En concreto, el fiscal jefe del Supremo, Luis Navajas, afirmó en su informe sobre el caso que los indicios de prevaricación “no son lo suficientemente consistentes ni aportan un nivel suficiente de solidez” mientras que el presunto delito de cohecho impropio habría prescrito, tesis que ahora hace suya la Sala de lo Penal en un auto del que ha sido ponente el magistrado Miguel Colmenero.

Para el Tribunal, “aunque pueda considerarse” que existen “indicios de que se ha dispensado un trato de favor al aforado y ello pudiera merecer otro tipo de consideraciones ajenas al Derecho Penal”, no hay “indicios consistentes de que existiera un acuerdo previo o simultáneo” de Pablo Casado con los responsables del máster “para que tal trato le fuera dispensado”, condición necesaria para entender que ha prevaricado.

Tampoco considera acreditado que Casado “haya realizado ningún acto de aportación relevante al mismo que pueda valorarse como cooperación necesaria u otra participación de menor intensidad, a un presunto de delito de prevaricación” y por eso, entiende que no está justificado abrir una causa penal para investigarlo.
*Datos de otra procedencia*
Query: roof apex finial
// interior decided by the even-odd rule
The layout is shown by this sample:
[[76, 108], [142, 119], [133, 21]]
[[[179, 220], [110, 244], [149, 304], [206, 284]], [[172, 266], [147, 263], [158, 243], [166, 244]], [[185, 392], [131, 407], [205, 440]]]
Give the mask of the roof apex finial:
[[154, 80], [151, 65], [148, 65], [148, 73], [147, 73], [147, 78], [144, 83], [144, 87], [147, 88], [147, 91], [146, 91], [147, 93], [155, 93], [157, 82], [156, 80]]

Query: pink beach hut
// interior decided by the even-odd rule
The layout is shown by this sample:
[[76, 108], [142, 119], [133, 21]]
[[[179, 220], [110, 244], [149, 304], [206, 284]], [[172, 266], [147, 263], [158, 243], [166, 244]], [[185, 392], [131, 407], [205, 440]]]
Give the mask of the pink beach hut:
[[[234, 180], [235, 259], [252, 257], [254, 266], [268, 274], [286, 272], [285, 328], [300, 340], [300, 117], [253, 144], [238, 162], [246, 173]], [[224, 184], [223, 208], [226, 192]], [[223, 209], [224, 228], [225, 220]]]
En esta línea, la Sala no encuentra “indicativos de la comisión de una conducta delictiva” en Pablo Casado, ni “indicio de un acuerdo previo” con los organizadores del máster en ninguno de los hechos que le trasladó la instructora del ‘caso máster’, Carmen Rodríguez-Medel, desde el Juzgado de Instrucción número 51 de Madrid.

De hecho, no ve indicios delictivos en el proceso de matriculación, en el uso del título, que sería “irrelevante penalmente” por haberse realizado después de la supuesta prevaricación; ni en la convalidación de 40 créditos que se aplicó al aforado, porque “puede deberse a un, cuando menos, irregular comportamiento de los responsables del máster”.

EL COHECHO, PRESCRITO

Tampoco ve que haya indicios de ese acuerdo prevaricador por el hecho de que Casado se titulase sin ir a clase, pues “no se pasaba lista y en una asignatura puntuaba sólo con un 10%”. “Si bien no consta que cumpliese con el otro 90%”, dice el Supremo, esto son “actuaciones imputables al responsable de su valoración, sin que el hecho de que el alumno se beneficie indique de forma suficientemente consistente que ha existido un acuerdo previo ilegítimo con el profesor”.
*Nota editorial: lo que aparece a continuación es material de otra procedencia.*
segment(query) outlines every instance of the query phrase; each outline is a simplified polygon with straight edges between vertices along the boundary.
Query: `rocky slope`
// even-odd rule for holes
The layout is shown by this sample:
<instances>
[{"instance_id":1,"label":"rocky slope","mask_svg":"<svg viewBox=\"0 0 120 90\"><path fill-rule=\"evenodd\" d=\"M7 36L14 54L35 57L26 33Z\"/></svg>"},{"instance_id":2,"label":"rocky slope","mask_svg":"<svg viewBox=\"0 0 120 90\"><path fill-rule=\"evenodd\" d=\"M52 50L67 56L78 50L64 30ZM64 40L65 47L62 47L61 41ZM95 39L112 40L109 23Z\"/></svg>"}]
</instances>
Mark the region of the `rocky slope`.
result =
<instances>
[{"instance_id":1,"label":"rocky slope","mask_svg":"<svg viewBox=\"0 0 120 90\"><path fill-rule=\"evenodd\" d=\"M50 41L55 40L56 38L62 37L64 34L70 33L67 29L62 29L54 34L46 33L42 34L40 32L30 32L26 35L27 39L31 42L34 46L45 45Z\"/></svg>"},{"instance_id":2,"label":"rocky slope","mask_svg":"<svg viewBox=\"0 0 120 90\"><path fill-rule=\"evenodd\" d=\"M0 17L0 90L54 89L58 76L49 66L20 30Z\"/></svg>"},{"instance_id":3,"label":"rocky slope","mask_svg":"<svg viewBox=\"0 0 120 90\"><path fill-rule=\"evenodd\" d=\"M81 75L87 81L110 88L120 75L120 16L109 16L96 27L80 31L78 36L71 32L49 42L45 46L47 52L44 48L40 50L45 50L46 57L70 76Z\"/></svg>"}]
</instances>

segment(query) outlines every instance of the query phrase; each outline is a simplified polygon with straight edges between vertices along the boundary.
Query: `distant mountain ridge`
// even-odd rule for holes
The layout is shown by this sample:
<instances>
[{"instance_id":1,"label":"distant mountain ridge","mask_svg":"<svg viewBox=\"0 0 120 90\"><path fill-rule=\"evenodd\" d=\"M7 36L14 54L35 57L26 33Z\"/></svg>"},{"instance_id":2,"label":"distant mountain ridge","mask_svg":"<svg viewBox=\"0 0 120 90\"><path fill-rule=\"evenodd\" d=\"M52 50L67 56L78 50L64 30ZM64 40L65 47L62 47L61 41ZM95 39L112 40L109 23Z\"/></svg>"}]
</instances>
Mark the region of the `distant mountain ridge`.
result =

En cuanto al posible delito de cohecho impropio que apuntaba la jueza instructora, el Supremo explica que para que concurra este tipo penal “deberá existir alguna vinculación apreciable entre el regalo que se dice recibido”, es decir, el título de máster, y la función de Pablo Casado como diputado en la Asamblea de Madrid, descartando su papel como presidente de Nuevas Generaciones porque no sería en todo caso un cargo público.
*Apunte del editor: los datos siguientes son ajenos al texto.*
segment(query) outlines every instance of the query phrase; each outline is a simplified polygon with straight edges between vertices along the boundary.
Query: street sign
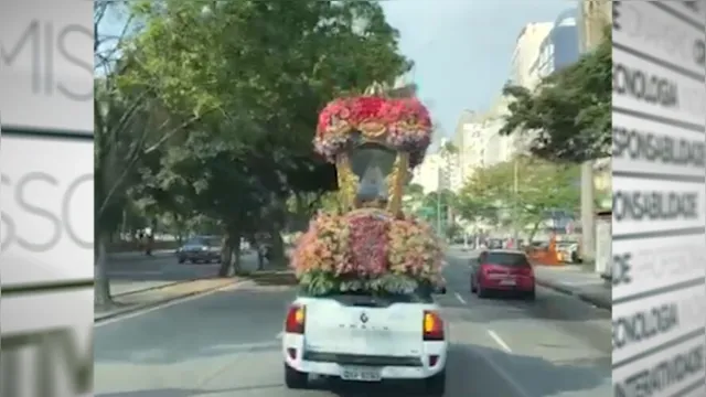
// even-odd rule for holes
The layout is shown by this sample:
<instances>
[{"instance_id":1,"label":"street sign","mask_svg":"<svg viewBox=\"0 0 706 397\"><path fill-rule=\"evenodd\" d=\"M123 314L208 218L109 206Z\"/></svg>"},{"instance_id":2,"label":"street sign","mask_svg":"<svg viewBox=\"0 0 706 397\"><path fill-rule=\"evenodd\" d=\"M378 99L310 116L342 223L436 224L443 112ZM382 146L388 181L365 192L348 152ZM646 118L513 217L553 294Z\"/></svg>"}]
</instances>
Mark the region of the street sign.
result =
<instances>
[{"instance_id":1,"label":"street sign","mask_svg":"<svg viewBox=\"0 0 706 397\"><path fill-rule=\"evenodd\" d=\"M569 221L566 223L566 234L573 234L574 233L574 222Z\"/></svg>"}]
</instances>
Más allá de este apunte, la Sala de lo Penal no entra en el análisis de este posible delito porque la única forma de que no estuviera prescrito es que fuese de la mano con el delito de prevaricación y este, para los magistrados, ha quedado descartado por falta de consistencia en los indicios presentados por la instructora, que investiga al Instituto de Derecho Público de la Universidad Rey Juan Carlos de Madrid donde se ofrecía este máster así como a otros titulados en el mismo.